Meson: Wrap Tooling Discussion

Created on 16 Aug 2018  路  33Comments  路  Source: mesonbuild/meson

Thoughts on wrap tooling

Currently it's a major pain in the caboose to maintain wraps. My
workflow usually looks something like the following:

  1. fork the upstream project I'm trying to wrap (this will make
    something like [email protected]:barcharcraz/project
  2. add meson build files and test within my fork of upstream
  3. create an issue on [https://github.com/mesonbuild/wrapweb]
    requesting a new repo for my wrap
  4. fork said repo and either copy or cherry-pick the meson build files
    out of my fork of upstream, also add upstream.wrap. This results in
    a repo like [email protected]:barcharcraz/project-1
  5. submit my pull request, without having tested that the wrap
    actually works when using a patch style wrap file from wrapweb
  6. go through various changes to the wrap for style and comments (also
    without having an easy way to test if each change builds)
  7. wrap accepted

When I wrap an upstream I usually go to fedora's (release
monitoring)[https://release-monitoring.org/] site and add myself to
get notifications. Release monitoring (aka anyta) scrapes project web
pages (and other sources) for new versions and sends messages to
maintainers. I think it's how the new hotness get's it's info.

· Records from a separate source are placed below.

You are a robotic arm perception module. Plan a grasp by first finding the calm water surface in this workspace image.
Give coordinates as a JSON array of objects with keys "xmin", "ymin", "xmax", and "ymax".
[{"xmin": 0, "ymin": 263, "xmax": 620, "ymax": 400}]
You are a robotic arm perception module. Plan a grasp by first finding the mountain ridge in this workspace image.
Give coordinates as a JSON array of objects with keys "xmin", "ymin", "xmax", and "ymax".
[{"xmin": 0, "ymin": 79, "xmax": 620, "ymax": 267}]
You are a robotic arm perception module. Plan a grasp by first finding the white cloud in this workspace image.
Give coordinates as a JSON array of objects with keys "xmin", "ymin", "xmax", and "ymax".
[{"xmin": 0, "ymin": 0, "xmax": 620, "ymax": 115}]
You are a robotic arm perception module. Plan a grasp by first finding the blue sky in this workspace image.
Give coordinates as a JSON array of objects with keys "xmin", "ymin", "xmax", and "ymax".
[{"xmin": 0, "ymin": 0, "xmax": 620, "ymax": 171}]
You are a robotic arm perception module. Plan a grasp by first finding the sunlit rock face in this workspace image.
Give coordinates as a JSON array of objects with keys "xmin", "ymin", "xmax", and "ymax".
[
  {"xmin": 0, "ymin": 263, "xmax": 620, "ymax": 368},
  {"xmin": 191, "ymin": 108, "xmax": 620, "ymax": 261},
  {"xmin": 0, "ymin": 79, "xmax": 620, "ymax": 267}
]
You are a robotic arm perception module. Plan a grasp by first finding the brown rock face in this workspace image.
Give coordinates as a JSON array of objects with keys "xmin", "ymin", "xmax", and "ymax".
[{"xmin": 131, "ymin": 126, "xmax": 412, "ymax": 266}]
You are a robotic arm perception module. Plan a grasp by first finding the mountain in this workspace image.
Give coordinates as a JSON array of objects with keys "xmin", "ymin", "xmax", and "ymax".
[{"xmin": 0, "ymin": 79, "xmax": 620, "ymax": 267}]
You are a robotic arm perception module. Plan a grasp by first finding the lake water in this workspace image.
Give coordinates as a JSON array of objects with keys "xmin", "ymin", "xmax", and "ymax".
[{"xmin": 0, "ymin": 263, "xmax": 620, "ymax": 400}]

When a new release comes out I usually update the wrap files (again
without really testing) and then open an issue on the mesonbuild/project repo,
when a new branch is created I create a merge request eventually it gets merged.

Problems with the current workflow.

It should be obvious that the above workflow isn't ideal, it's
possible that there exist tools that would help that I don't know
about, but from what I gather nobody's wrapping workflow is ideal, I
think this is a major issue in terms of wrapweb and wrapdb
adoption. It's also going to be an issue as meson gets better support
for binary wraps and windows.

For me wrap development in my fork of upstream is pretty smooth,
usually consisting of reading buildsystem files, running the build and
looking at compile options, and doing lots of commands like like find . -name "*.c" | ... | xclip -selection c. The process of requesting a
new wrap is also mostly fine, after all we're interested in having
each wrap be maintained. The extremely annoying part is testing the
patch-style wrap in the context of other projects, and in
transitioning from my fork of upstream to a wrapweb style repo (I
almost always screw some stylistic thing up).

Ideas.

I've got several ideas and possible projects that I'd love to hear thoughts on.

A wrapdevtools package

Fedora has (rpmdevtools)[https://pagure.io/rpmdevtools] which is
developed separately from rpm and yum/dnf as just some (somewhat
documented) scripts to assist development of packages. There's also
tito, but personally I've found rpmdevtools more useful. These tools
should probably arise as a sort of community effort between package
maintainers, each tool addressing an immediate need and standing on
it's own.

Some ideas include:

  • wrapdev-initwrap to download a package (maybe to package-cache),
    examine it for the filename and folder name, and make a wrap file
    with the hash of whatever was downloaded. (this could be useful for users as well)
  • wrapdev-testwrap to test using a wrap as a subproject
  • wrapdev-lint to lint wraps
  • wrapdev-updatehelper to download the current version and a new
    version (from upstream) and help the maintainer update. For example
    it could highlight any changes in the upstream's build files, as
    well as any added or removed source files

Some of these tools could be part of meson wrap as well, but I don't
really see any reason they need to be maintained as part of meson
itself. I would lean toward these tools not doing network access or
interacting with git, and leave that to the wrapweb maintainer tools
(that are currently in the wrapweb repo, but not super useful on their
own)

some clarification on [wrap-git]

[wrap-git] style wraps are somewhat confusing to newcomers (I
think). It's not clear from the documentation when you'd use them vs a
git submodule under subprojects.

New kinds of wraps.

Currently meson has three kinds of wraps, [wrap-git], [wrap-file]
and [wrap-file] with patches. The wrapdev-initwrap tool above
could be useful for users dealing with the first two types as
well. The first two kinds of wraps are pretty simple, and while some
new tools might be handy I don't think they cause much trouble. The
patch style wrap is annoying to use because you need to specify the
full url, filename, and hash for the patch, and since wrapweb
generates these patch-style wraps using it's repo and the
upstream.wrap there's no easy way to even generate the patch tarball
during development!

Perhaps we could allow specifying a directory (within subprojects)
instead of a patch_url, patch_filename, and patch_hash. This way
if you need to wrap a project you can make a project.wrap file, and a
folder with build definitions and test the wrap in the context of the
project that needs to consume the wrap. There are issues with how to
structure this though (do we copy the build files over to the source
tree every time they change, modify meson to allow build files to
pretend to be in a different source tree?). This would make it easy to
contribute the wrap files to wrapweb when they are working well
enough, and allowing this may make it easier to test the wrap with
different projects.

Local wrapweb servers

I think the local devel wrapdb server would have to behave quite
differently from the "real" one, so this probably isn't such a great
idea.

subprojectwraps supporRFC

All 33 comments

From a contributor perspective, the high-level workflow I would ideally like to follow when upstream uses git (ie the majority of time)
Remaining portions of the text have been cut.